You cannot invest directly in an index. Historical performance is not an indication of future performance and any investments may go down in value.
+ EUR Treasury Enhanced Yield Bond index has historically performed positively in the 4 regimes
+ Italian Treasuries (BTPs) historically have not done so well in crisis
In Figure 2, the analysis illustrates a combination of portfolios that could be achieved by combining the exposure of Italian BTPs 10+ year considering the Bloomberg Barclays Series E Treasury Italy 10 + index and the Bloomberg Barclays Euro Treasury Enhanced Yield Bond index. These illustrative portfolios are shown in light blue dots plotted against historical returns versus historical volatility. The below analysis provides an interesting example of how portfolio volatility could potentially be reduced meanwhile maintaining some long-term historical performance by combining long dated Italian Treasuries with a more diversified European Sovereign index such as the Bloomberg Barclays Euro Treasury Enhanced Yield Bond index.
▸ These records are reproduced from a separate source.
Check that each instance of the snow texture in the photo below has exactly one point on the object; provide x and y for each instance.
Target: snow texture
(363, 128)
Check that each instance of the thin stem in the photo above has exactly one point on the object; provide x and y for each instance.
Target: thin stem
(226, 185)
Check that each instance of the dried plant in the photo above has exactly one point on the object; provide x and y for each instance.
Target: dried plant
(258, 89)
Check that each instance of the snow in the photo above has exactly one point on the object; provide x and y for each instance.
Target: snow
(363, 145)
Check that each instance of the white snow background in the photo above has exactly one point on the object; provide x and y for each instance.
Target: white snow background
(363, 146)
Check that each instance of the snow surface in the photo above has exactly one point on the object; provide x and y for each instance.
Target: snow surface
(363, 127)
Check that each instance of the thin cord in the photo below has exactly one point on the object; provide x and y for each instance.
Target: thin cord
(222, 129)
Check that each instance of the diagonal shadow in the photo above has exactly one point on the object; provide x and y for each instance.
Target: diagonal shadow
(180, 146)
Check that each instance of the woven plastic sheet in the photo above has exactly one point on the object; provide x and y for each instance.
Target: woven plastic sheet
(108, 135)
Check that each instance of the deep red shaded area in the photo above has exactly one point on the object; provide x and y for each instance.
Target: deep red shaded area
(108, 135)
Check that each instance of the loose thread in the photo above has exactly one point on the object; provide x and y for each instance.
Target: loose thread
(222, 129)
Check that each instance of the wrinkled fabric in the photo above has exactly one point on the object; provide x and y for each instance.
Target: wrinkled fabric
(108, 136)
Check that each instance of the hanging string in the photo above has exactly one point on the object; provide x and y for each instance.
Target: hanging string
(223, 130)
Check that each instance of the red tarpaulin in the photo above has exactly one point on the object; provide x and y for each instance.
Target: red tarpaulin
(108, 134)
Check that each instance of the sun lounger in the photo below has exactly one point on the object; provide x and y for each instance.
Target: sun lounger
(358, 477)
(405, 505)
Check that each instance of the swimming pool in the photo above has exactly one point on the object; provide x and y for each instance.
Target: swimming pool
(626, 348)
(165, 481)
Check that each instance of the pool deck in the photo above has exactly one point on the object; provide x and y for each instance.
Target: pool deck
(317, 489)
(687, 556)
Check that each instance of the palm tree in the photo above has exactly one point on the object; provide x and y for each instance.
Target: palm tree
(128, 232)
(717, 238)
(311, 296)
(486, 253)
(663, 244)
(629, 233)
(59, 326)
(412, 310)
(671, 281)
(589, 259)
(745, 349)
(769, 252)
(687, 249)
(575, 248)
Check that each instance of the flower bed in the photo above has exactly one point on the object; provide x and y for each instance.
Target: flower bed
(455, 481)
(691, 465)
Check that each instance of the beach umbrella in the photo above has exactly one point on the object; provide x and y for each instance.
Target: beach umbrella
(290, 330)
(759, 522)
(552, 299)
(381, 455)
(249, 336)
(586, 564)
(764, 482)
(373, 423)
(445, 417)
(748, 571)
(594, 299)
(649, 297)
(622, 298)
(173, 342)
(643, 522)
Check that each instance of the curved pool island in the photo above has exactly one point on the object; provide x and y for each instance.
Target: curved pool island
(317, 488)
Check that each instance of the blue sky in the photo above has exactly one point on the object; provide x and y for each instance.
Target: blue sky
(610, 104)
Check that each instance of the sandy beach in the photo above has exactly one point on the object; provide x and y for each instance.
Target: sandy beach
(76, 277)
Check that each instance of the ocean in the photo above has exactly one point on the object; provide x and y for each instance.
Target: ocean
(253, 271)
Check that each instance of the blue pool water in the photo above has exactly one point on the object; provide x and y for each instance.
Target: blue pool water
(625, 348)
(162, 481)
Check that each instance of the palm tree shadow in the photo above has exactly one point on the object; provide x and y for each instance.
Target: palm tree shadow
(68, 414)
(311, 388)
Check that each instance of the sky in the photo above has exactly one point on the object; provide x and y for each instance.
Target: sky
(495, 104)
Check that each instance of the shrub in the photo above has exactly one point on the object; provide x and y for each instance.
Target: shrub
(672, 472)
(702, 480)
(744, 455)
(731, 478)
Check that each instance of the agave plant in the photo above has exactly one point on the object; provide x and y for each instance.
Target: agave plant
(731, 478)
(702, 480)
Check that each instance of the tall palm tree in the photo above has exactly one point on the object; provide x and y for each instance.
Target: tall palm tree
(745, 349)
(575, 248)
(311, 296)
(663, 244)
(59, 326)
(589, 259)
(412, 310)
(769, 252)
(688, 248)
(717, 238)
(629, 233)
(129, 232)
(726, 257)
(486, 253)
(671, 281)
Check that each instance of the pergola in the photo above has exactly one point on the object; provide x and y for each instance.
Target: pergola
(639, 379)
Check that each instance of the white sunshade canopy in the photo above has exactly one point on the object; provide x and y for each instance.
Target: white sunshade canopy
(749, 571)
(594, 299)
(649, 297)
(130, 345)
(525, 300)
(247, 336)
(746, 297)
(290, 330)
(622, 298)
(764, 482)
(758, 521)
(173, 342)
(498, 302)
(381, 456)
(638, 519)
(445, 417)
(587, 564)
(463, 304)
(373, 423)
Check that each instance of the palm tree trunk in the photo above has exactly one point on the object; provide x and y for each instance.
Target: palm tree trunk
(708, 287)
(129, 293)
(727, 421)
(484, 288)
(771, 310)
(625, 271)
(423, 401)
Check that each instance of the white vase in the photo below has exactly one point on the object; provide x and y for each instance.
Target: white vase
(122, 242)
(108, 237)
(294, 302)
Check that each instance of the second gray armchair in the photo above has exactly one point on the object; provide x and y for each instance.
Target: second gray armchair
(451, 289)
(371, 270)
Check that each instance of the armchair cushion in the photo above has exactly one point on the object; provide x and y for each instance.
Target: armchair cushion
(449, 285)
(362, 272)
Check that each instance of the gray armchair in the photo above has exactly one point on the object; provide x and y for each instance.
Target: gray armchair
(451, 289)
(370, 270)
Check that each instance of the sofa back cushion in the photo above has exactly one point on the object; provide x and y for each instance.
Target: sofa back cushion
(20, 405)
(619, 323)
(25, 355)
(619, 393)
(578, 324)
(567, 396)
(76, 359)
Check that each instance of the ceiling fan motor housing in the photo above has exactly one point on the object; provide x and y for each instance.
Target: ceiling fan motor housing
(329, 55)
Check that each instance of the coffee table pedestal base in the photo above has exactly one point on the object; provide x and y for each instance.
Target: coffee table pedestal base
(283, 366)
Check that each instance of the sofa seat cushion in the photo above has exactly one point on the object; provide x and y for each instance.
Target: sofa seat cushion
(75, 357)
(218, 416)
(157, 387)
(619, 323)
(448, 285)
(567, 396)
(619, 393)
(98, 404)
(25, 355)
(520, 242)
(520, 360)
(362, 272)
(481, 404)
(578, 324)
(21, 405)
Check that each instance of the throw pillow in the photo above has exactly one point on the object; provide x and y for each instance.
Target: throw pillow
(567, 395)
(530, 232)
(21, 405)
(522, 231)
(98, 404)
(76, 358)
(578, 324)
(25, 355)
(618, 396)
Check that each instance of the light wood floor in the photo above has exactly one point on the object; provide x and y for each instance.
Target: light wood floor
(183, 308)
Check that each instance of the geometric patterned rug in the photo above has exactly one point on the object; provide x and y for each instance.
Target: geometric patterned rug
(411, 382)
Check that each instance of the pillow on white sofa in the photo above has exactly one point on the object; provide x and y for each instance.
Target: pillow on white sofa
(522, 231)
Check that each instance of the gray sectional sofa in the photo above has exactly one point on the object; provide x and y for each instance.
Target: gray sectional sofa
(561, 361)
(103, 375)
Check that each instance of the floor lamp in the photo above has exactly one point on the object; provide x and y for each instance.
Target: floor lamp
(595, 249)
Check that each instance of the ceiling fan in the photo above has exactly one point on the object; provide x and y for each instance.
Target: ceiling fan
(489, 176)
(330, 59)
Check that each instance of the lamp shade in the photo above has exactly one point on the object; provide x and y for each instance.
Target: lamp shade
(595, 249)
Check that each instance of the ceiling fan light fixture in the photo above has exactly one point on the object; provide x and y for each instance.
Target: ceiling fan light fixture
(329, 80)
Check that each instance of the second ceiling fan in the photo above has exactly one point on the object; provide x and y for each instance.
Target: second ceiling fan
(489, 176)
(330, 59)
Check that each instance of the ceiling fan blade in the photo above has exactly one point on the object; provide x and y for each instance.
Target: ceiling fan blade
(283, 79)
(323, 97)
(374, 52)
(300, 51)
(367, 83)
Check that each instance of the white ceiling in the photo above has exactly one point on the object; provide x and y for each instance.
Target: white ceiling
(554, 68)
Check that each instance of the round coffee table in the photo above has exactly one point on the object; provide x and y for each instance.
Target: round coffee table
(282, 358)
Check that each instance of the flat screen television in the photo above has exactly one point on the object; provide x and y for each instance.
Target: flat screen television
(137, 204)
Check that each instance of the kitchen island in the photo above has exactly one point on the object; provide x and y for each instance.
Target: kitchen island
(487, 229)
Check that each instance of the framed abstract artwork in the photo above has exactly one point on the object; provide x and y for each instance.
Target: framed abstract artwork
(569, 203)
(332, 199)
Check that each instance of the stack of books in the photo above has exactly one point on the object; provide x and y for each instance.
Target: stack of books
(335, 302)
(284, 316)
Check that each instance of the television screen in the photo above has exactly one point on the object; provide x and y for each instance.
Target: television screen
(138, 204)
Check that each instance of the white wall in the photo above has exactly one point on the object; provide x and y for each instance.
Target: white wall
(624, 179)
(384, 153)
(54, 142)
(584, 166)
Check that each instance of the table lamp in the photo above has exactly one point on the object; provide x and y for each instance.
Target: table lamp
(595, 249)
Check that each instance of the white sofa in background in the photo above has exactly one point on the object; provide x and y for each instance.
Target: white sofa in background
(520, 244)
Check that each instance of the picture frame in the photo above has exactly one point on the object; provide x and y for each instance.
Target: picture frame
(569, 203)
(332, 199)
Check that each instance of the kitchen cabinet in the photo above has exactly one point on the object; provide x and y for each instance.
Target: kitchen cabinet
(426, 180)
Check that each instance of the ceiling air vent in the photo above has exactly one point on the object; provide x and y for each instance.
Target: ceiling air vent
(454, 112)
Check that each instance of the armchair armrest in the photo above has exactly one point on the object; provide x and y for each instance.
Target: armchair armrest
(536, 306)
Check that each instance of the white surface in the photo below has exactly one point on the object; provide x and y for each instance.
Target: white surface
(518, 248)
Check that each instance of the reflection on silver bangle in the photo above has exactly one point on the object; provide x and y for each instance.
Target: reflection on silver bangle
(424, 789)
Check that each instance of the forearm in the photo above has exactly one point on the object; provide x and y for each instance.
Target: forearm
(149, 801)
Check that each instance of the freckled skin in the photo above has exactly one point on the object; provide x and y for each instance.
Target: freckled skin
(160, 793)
Figure 2: Mixing EUR Treasury Enhanced Yield and BTPs
Source: Bloomberg, WisdomTree. Period from January 2002 to June 2020. Based on monthly returns in EUR and includes backtested data. All indices are total return. Indices represented include EUR Agg Treasury represented by ticker: LEATTREU, Euro Treasury Enhanced Yield represented by ticker: I33855EU, EUR Treasury Italy represented by ticker: LTITTREU, EUR Treasury Italy 10+ represented by ticker: BEITG5.
You cannot invest in an index. Historical performance is not an indication of future performance and any investments may go down in value.
+ Reducing the Historical Volatility of the portfolio, using EUR Treasury Enhanced Yield Bond index
+ While maintaining some long-term historical performance
In Figure 3, the below analysis provides a similar example of portfolio combinations but instead plots them against the yield to worst versus historical volatility. Considering the below examples, there appears to be a number of ways for portfolios to be constructed that could potentially help an investor reduce volatility meanwhile maintaining yield.
Figure 3: Mixing EUR Treasury Enhanced Yield and BTPs
Source: Bloomberg, WisdomTree. Period from January 2002 to June 2020. Based on monthly returns in EUR and includes backtested data. All indices are total return. Indices represented include EUR Agg Treasury represented by ticker: LEATTREU, Euro Treasury Enhanced Yield represented by ticker: I33855EU, EUR Treasury Italy represented by ticker: LTITTREU, EUR Treasury Italy 10+ represented by ticker: BEITG5.
You cannot invest in an index. Historical performance is not an indication of future performance and any investments may go down in value.
+ Reducing the Historical Volatility of the portfolio, using EUR Treasury Enhanced Yield
+ While maintaining some yield
Given the market uncertainty that lies ahead, historical data appears to provide some interesting insight into different strategies that investors can consider when positioning portfolios for an unpredictable 2020.